By Kelly Koch
In September 2017, my husband and I excitedly became parents. The blessing of a child suddenly became our reality, and we gladly accepted our new titles of “Mom and Dad.” As I began to see life through the tiny eyes of our new baby girl, Clara Gene, the way I interpreted the world changed.
It was no longer about me and my desires, but about Clara’s. I found myself continuously reflecting how my responses and reaction to any situation would affect her. Although becoming parents was brand new and filled with uncertainty, we were excited to live this life that God had blessed us with.
At delivery, Clara was strong, and she met the standards one would expect of a healthy baby. Her gross motor skills, fine motor skills, and intellect progressed normally. We generally had no concerns about her health.
In fact, she developed far more rapidly than we expected she would. She rolled over at three months, crawled at six, and walked at nine months! It wasn’t until her teeth began to erupt that we had any reason to be concerned or even question her health.
Something Was Different
As her baby teeth began to grow, we noticed they were all conical in shape and quite pointed. Her teeth looked much like a baby kitten’s or shark’s teeth. I wept so much upon this development, feeling sad and alone.
No one I knew had experienced the same thing, and my initial Google searches only led me to articles about syphilis.
When I posed questions on parent chat groups, no one had seen such a thing. When I asked my personal dentist about it, he also had no answers. It was at this point we sought out help from our family doctor.
Within a year of working with a pediatrician, a team of dental specialists, and a geneticist we received Clara’s diagnosis: odonto-onycho-dermal dysplasia (OODD).
Clara received two mutated copies of the WNT10A gene, one from Eric and one from myself. As my husband and I possess little to no symptoms ourselves, we were completely unaware of this being a possibility for Clara.
Now almost three years old, Clara still hasn’t developed her lateral incisors and only grew three out of her four second premolars. Overall, her teeth are quite gapped and small. Each tooth took six months to fully emerge which made the teething process prolonged and agonizing for her.
According to our pediatric dentist, we won’t know what this means for her adult teeth until the age of six or seven. At that age, they will be developed enough to detect properly in an x-ray. Generally speaking, children with Clara’s condition are missing most, if not all of their adult teeth. If they are lucky enough to get some adult teeth, these are often malformed too.
What This Means For Clara
We learned that if a child does not have adult teeth, their jaws are unable to develop properly without physical manipulation and intervention from a dental team. Clara might need dentures for most of her childhood until her jaw is fully developed, and she is also capable of receiving implants.
Thankfully, at this point in time, the only predominant symptom Clara has affects her teeth. Some of the other minor symptoms affect her hair, skin, and nails. Her hair is thin, but it is growing slowly.
She has eyebrows and eyelashes. She sweats profusely, and thus, her sweat glands have developed normally. The skin on her feet peels very easily. Her nails are brittle and concave, and we have yet to cut her toe nails.

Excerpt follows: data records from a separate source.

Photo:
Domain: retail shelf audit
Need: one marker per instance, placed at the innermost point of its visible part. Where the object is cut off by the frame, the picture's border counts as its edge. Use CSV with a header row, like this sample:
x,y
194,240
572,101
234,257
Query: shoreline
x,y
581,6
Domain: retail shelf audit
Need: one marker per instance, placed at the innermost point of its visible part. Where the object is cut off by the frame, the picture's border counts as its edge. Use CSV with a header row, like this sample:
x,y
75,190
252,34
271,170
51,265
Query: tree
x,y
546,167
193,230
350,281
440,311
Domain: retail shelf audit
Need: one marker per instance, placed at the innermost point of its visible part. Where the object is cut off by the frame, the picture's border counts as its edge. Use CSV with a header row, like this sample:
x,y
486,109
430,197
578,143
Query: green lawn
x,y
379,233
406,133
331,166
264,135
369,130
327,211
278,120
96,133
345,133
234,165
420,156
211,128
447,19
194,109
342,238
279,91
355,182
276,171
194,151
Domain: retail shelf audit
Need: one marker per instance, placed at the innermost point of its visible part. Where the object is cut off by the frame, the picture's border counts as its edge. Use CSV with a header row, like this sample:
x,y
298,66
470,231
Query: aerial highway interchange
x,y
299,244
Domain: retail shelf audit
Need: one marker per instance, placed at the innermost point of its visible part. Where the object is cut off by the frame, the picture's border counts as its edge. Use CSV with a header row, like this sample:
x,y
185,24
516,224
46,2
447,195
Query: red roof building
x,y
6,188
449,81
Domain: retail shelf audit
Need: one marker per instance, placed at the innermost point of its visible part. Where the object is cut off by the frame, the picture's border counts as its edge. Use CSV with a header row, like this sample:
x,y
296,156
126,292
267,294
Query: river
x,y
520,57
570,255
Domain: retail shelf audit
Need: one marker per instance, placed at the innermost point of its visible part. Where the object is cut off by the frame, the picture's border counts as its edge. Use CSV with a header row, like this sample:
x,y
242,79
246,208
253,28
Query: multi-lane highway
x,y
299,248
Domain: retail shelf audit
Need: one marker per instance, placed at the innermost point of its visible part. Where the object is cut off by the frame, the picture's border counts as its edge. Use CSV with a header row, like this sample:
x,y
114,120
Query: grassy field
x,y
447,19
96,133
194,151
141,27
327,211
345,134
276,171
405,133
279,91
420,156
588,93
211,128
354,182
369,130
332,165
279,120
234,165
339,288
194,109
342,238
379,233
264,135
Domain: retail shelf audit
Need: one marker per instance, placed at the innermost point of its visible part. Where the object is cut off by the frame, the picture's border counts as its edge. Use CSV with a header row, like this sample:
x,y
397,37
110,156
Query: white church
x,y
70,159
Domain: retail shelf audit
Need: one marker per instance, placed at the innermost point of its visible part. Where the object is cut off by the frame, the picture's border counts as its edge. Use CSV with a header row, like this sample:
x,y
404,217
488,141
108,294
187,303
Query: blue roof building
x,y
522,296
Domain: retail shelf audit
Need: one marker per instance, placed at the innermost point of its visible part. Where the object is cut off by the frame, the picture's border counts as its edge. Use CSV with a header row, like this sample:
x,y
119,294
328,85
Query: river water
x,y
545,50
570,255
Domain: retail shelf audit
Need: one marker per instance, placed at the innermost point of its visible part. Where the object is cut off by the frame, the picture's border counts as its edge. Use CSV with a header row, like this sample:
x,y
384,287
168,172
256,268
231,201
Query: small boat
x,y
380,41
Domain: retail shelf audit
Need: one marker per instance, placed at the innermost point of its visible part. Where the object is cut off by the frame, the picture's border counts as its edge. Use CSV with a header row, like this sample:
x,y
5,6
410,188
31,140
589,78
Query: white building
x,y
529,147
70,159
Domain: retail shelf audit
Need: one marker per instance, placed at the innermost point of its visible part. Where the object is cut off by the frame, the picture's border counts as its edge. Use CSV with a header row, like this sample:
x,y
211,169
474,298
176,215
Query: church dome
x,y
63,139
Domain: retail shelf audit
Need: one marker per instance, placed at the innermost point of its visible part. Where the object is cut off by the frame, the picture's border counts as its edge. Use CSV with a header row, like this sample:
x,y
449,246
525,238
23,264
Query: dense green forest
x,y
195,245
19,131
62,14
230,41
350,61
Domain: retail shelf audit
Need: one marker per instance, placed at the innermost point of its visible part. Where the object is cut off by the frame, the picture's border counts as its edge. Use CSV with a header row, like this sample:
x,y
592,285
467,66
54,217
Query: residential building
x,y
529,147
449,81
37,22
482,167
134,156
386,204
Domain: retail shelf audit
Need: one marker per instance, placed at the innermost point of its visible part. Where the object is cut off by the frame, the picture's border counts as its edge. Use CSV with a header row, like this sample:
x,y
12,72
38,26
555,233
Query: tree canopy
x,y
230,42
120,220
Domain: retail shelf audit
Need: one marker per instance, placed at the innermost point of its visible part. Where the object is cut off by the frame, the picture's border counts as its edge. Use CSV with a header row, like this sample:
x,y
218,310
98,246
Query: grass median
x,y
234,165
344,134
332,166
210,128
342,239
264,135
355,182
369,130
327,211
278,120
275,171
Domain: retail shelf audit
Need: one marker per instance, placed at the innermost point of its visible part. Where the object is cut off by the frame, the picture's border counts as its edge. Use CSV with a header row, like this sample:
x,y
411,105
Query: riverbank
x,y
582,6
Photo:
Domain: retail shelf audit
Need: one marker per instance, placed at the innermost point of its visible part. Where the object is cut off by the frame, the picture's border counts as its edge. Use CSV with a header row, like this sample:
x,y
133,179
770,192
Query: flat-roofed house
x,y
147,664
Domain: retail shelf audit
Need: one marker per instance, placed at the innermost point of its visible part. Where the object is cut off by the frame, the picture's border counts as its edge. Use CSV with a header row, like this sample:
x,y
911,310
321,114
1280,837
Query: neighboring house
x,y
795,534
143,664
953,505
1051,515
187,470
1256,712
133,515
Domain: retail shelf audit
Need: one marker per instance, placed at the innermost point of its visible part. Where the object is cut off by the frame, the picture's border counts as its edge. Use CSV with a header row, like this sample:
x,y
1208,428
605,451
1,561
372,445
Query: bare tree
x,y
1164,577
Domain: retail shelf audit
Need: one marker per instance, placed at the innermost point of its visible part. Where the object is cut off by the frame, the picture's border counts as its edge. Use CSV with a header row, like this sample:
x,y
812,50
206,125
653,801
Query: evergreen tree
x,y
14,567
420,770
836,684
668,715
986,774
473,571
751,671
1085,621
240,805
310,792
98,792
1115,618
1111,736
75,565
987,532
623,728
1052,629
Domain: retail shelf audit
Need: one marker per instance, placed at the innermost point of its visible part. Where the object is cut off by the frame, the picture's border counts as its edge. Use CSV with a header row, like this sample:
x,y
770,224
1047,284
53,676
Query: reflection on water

I understand there are more difficult conditions in the world and Clara’s seem mostly aesthetic, but we know this path for our little girl isn’t going to be an easy one. It certainly hasn’t been an easy one to defend or process, even as her mom.
Will she have kids now? How will others treat her? Will she be bullied because of this? If she has dentures as a little child, what does this look like? Adults ask me if I’m part vampire. Certainly she will hear worse in school, right?
There was a lot of panic and worry at first. A lack of peace and a state of constant concern. I had to mourn the loss of “normal.”
I questioned for nearly a year if we should have more kids or not. I felt conflicted knowing I couldn’t look at Clara one day and tell her, “I didn’t want any more kids like you.”
Clara Is A Beautiful Rarity
Oh, have I been humbled. Apologies were written. Forgiveness was asked.
My empathy for others has grown tenfold, and I’ve found peace knowing that Clara, like me and everyone else, is a child of God.
She is fearfully and wonderfully made. God gave her the character to overcome and persevere. Wherever she goes, she goes with a force and she is strong. Her story is unique and special.
Her story has taught me to trust God even more which has tested my faith and made it stronger. I’m thankful for exactly the person Clara is and I wouldn’t change having her for anything.
NFED Community Connections
Today, we are thankful for the community at the National Foundation for Ectodermal Dysplasias (NFED). They offer the support we need to help bring peace in our times of worry. The relationships we have begun to establish have been loving and kind.
My husband and I welcome connection with others going through anything similar. Understand and know that we are not alone in this. Together, we can support each other, educate, and bring awareness about ectodermal dysplasia.
Kelly Koch is a guest blogger for the NFED. She lives in British Columbia with her husband, Eric, and their daughter, Clara.